LINGKARPENA.ID | Guna meningkatkan kesadaran masyarakat dalam menjaga kelestarian lingkungan dan keseimbangan alam, Satuan Tugas Konservasi Sumber Daya Alam (SDA) Setda Kabupaten Sukabumi menggelar kegiatan pembinaan dan rapat koordinasi di Aula Kecamatan Kebonpedes, Kabupaten Sukabumi.
Kegiatan ini menjadi wujud nyata sinergitas dan komitmen bersama antara Pemerintah Daerah, pegiat lingkungan, serta Pasukan Jaga Leweung. Fokus utama pembinaan adalah upaya rehabilitasi tanah dan penanaman pohon sebagai kunci menjaga kesuburan tanah dan ketersediaan air. Data menunjukkan Kabupaten Sukabumi masih memiliki lahan kritis seluas kurang lebih 7.500 hektar yang perlu penanganan serius.

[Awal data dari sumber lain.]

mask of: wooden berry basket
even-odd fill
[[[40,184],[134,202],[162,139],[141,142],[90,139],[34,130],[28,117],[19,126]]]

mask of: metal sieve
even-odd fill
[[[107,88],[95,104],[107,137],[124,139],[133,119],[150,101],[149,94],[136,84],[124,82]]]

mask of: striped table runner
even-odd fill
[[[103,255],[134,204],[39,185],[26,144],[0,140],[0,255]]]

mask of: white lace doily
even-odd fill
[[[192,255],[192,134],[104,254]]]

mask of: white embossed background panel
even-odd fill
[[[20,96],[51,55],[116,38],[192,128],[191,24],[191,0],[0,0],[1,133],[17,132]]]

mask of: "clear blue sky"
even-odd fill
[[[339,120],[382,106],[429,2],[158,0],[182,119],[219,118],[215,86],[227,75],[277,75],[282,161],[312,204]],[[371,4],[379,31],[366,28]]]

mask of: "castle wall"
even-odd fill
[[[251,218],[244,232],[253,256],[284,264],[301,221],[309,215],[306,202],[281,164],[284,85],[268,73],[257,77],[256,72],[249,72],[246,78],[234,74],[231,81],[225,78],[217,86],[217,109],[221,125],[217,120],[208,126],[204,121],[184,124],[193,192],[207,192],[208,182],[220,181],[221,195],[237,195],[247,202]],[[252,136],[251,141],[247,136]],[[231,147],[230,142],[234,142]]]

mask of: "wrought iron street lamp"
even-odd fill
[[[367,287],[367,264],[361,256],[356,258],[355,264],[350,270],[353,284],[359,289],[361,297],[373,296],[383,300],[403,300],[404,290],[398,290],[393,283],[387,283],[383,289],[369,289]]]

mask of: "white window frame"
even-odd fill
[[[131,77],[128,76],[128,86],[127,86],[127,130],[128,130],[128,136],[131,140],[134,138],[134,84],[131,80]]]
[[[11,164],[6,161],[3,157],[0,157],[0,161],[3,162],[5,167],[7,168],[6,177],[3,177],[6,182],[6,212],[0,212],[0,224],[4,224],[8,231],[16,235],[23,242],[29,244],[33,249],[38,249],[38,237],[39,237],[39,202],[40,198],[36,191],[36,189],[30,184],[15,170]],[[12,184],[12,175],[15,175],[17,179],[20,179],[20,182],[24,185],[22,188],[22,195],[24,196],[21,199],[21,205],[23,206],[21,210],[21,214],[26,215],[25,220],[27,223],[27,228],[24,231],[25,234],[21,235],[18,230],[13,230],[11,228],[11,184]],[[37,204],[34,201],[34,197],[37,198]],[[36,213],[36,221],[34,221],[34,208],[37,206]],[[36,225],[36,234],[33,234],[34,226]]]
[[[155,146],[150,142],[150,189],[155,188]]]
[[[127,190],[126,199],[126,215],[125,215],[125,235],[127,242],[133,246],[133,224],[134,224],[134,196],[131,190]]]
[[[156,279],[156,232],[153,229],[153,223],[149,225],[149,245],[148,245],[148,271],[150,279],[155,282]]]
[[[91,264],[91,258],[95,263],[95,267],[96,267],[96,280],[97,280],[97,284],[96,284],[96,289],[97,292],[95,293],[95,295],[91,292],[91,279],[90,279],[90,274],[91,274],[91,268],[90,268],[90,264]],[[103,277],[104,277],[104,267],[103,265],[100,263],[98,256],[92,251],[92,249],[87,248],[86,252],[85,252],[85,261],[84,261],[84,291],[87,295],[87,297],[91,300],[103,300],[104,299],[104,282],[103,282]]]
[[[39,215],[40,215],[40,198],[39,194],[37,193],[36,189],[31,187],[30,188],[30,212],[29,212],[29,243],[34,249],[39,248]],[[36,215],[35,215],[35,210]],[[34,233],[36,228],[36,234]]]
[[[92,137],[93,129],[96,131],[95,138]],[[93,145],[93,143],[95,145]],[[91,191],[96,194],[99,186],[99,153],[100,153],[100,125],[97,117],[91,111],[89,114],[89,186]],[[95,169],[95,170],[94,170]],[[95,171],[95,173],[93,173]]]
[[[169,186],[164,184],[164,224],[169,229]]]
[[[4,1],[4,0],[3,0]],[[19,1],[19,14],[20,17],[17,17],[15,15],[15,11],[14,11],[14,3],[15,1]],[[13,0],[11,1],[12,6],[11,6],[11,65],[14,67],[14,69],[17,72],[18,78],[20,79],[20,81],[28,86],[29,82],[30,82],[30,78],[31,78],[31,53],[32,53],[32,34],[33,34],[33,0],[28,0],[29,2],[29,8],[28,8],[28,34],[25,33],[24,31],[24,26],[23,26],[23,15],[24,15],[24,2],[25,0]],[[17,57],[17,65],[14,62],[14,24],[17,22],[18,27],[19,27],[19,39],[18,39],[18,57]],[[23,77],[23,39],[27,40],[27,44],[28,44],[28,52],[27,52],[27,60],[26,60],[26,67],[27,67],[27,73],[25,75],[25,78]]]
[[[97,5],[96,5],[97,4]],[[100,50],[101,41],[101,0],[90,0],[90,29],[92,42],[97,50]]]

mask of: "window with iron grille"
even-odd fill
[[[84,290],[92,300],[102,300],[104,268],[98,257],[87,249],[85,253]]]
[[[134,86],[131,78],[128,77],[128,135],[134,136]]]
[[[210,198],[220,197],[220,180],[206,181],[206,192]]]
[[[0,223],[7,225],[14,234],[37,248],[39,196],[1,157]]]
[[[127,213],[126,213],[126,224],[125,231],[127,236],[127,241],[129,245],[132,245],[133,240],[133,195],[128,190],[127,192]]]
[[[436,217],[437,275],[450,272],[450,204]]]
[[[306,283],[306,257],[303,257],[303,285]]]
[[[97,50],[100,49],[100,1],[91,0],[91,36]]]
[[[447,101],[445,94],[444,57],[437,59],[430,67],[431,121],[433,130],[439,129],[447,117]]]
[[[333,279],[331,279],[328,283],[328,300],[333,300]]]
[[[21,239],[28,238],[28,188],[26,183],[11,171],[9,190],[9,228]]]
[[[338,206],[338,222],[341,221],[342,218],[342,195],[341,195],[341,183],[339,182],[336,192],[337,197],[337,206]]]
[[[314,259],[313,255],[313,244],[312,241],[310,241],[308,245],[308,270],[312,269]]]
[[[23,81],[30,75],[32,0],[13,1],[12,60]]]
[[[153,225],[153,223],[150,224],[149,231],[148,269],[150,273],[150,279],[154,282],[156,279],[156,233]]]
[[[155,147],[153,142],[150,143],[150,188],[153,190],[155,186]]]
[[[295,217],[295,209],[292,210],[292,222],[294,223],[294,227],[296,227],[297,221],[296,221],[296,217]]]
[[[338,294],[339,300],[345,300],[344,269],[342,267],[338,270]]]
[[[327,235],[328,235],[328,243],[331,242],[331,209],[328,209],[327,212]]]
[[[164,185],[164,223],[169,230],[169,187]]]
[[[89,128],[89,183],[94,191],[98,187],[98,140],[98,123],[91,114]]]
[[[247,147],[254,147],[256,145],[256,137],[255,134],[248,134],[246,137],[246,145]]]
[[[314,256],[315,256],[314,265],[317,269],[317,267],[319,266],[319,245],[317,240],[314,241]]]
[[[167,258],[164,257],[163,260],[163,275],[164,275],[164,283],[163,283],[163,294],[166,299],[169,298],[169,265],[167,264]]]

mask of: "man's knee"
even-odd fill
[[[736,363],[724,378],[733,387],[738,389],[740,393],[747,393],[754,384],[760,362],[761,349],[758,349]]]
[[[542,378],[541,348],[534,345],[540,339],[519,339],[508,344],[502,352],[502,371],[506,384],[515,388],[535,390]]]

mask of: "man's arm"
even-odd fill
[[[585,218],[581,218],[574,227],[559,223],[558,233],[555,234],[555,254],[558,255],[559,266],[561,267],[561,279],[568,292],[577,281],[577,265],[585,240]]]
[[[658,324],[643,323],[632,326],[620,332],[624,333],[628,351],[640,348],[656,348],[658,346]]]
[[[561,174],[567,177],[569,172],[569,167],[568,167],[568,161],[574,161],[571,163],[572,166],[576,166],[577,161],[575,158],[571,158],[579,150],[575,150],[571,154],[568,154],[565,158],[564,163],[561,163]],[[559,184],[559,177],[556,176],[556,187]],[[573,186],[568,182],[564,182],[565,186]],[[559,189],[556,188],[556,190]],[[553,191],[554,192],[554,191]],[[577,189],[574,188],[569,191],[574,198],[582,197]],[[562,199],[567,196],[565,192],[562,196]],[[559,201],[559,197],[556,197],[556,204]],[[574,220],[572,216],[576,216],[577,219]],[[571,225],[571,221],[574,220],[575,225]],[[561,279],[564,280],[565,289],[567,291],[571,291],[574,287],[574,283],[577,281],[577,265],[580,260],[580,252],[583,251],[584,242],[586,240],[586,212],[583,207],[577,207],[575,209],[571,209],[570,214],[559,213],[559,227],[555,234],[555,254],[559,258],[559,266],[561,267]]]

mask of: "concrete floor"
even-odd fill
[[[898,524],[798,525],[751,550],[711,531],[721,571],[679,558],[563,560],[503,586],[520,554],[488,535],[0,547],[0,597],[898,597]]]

Kabag SDA Setda Kabupaten Sukabumi, Rasyad Muharam, menjelaskan bahwa salah satu akar persoalan bencana di daerah adalah kondisi struktur tanah yang mulai tandus dan kehilangan unsur pengikatnya.
“Dalam rapat koordinasi dan pembinaan ini kita identifikasi bersama. Banyak bencana terjadi karena tanah sudah kritis, unsur pengikatnya hilang. Karena itu, kita harus menyelaraskan program kerja Satgas Konservasi SDA secara kolaboratif,” tegas Rasyad.
Rasyad juga menyampaikan salah satu amanat kebijakan baru Pemerintah Kabupaten Sukabumi. Melalui Peraturan Daerah (Perda) Nomor 10 Tahun 2026, setiap Aparatur Sipil Negara (ASN) di lingkungan Pemkab Sukabumi diwajibkan menanam pohon buah-buahan dan tanaman hias bertepatan dengan hari ulang tahunnya.
“Kebijakan ini bukan sekadar simbolis, tapi langkah konkret menumbuhkan budaya cinta lingkungan di tubuh birokrasi. Satu ASN, satu pohon, dikalikan ribuan ASN, dampaknya luar biasa untuk penghijauan,” ujarnya.
Kegiatan pembinaan ini dihadiri oleh perwakilan Cabang Dinas Kehutanan (CDK) Provinsi Jawa Barat, unsur Forkopimcam Kebonpedes, serta para Kepala Desa se-Kecamatan Kebonpedes.
Pemkab Sukabumi berharap, kolaborasi lintas sektor ini mampu mempercepat pemulihan lahan kritis, udara dan mewujudkan Kabupaten Sukabumi yang hijau, lestari, dan tangguh bencana.